Signature: net_price_series.max() -> Union[str, int, float, datetime.datetime] Docstring: Return the max of the values. Applies [MAX operator](https://docs.celonis.com/en/max.html) to column. Returns: Max of series values. File: ~/Code/saolapy/saolapy/pandas/series.py Type: method
2.3. Categorical Data¶
For categorical data we can look at the value counts, as is done here for company codes:
bukrs_series = pql.Series(ekpo_columns.find("BUKRS"))
bukrs_series.value_counts()
BUKRS 5100 90984 SG01 69590 CN01 57458 GB03 44413 4575 28862 MY01 25939 HU01 7537 FR01 394 GB99 219 AT01 96 SE01 1 Name: COUNT_BUKRS, dtype: int64
Furthermore, it's possible to perform basic string operations:
bukrs_series = bukrs_series.str.replace("GB", "UK")
bukrs_series.head()
Index 0 UK03 1 UK03 2 5100 3 5100 4 5100 Name: BUKRS, dtype: object
2.4 Filtering Data¶
Often it is necessary to filter data. For this we can use the same syntax as pandas to filter for e.g. all purchasing documents from the UK:
filtered_bukrs_series = bukrs_series[bukrs_series.str.startswith("UK")]
filtered_bukrs_series.head()
Index 0 UK03 1 UK03 2 UK03 3 UK03 4 UK03 Name: BUKRS, dtype: object
Filters can also be combined and applied to different series. E.g. to get the mean net price of all UK03
purchasing documents with a value higher than 1000
one can execute the following.
NOTE: It's important to use brackets around each condition!

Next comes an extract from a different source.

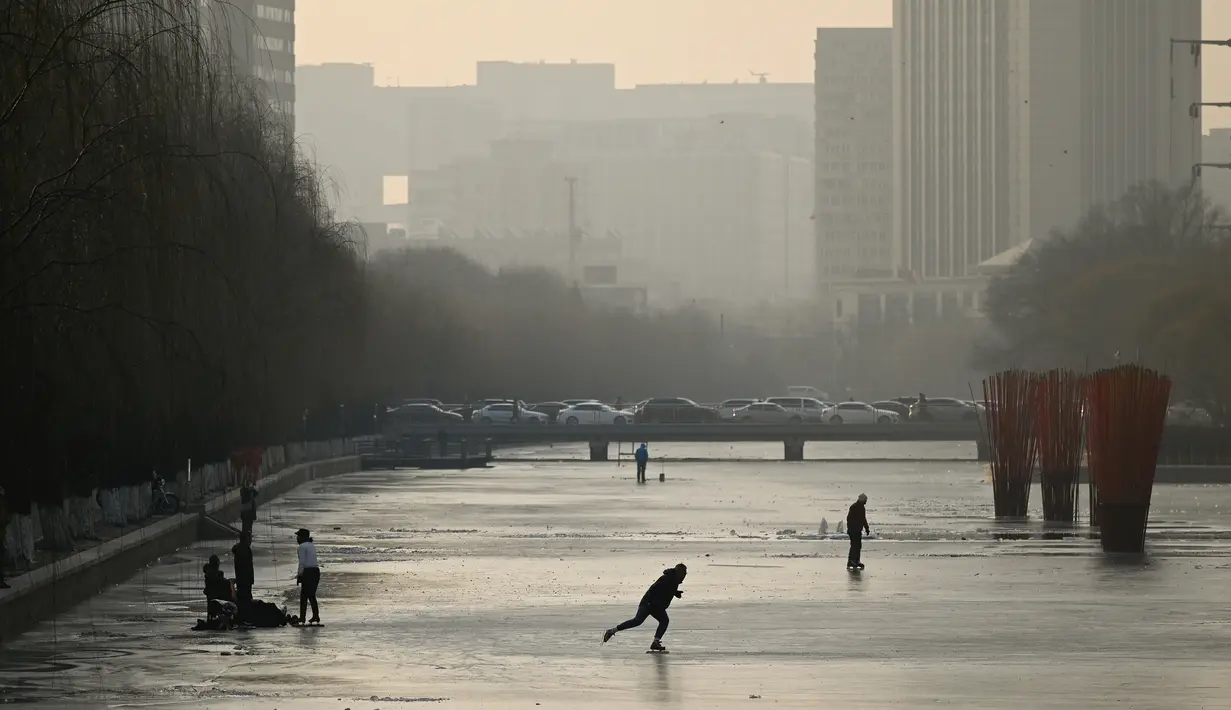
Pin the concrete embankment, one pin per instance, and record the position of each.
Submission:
(56, 587)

net_price_series[(bukrs_series.str.startswith("UK")) & (net_price_series > 1000)].mean()
12571.304588096225
NOTE: It's only possible to combine series with the same filters (as they need to have the same shape).
df = pql.DataFrame({
"NETPR": net_price_series,
"BUKRS": bukrs_series
})
df
DataFrame(data={'NETPR': '( "EKPO"."NETPR" + 50 )', 'BUKRS': 'REPLACE( "EKPO"."BUKRS", \'GB\', \'UK\' )'}, index=RangeIndex(name='Index', start=0, step=1), filters=[], order_by_columns=[])

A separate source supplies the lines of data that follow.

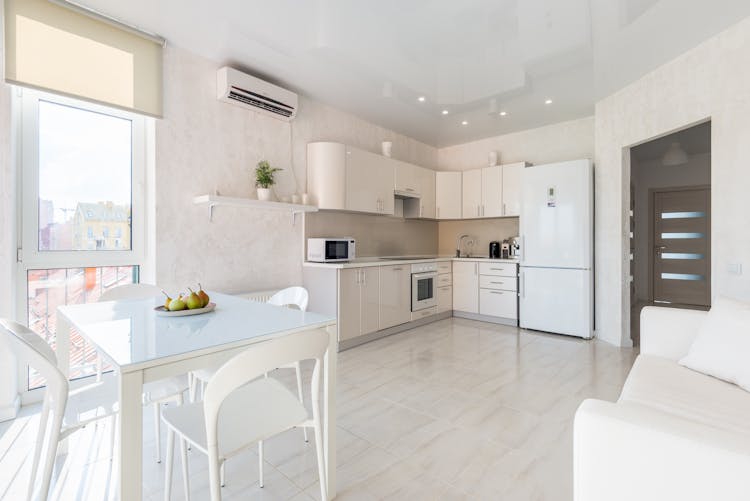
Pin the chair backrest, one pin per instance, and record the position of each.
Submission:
(256, 361)
(29, 348)
(131, 291)
(296, 296)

You can access the dimensions of the data frame:
df.shape
(325493, 2)
As well as, get the first few rows:
df.head()
NETPR | BUKRS | |
---|---|---|
Index | ||
0 | 215.60 | UK03 |
1 | 161.01 | UK03 |
2 | 199.50 | 5100 |
3 | 422.60 | 5100 |
4 | 315.80 | 5100 |
Columns can be accessed and assigned with the same notation as with pandas, df.NETPR
or df["NETPR"]
:
df.NETPR
Series(data='( "EKPO"."NETPR" + 50 )', index=RangeIndex(name='Index', start=0, step=1), filters=[], order_by_columns=[], name='NETPR')
df["NETPR"]
Series(data='( "EKPO"."NETPR" + 50 )', index=RangeIndex(name='Index', start=0, step=1), filters=[], order_by_columns=[], name='NETPR')

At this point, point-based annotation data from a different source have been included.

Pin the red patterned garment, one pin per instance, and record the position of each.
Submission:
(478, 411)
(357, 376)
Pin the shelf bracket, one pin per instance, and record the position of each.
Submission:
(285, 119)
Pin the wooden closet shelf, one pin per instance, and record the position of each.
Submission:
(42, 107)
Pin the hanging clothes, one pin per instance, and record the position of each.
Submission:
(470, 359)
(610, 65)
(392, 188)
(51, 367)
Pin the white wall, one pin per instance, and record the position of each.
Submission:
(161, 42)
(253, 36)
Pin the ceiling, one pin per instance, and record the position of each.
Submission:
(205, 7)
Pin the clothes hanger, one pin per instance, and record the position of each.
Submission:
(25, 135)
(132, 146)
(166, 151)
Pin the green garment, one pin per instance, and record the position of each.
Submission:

df["NEW_COLUMN"] = df.NETPR * 5
It is also possible to select a subset of columns:
df[["BUKRS", "NEW_COLUMN"]].head()
BUKRS | NEW_COLUMN | |
---|---|---|
Index | ||
0 | UK03 | 1078.00 |
1 | UK03 | 805.05 |
2 | 5100 | 997.50 |
3 | 5100 | 2113.00 |
4 | 5100 | 1579.00 |
3.2. Arithmetic Operations¶
As with series, you can apply arithmetic operations:
transformed_df = df[["NETPR", "NEW_COLUMN"]] * 2 / 5
transformed_df.head()
NETPR | NEW_COLUMN | |
---|---|---|
Index | ||
0 | 86.240 | 431.20 |
1 | 64.404 | 322.02 |
2 | 79.800 | 399.00 |
3 | 169.040 | 845.20 |
4 | 126.320 | 631.60 |
You can also apply aggregations:
transformed_df.mean()
NETPR 2415.708923 NEW_COLUMN 12078.544614 Name: 0, dtype: float64
Conclusion¶
Congratulations! You have learned how to use the basic functionalities of SaolaPy to transform and aggregate data from your data model.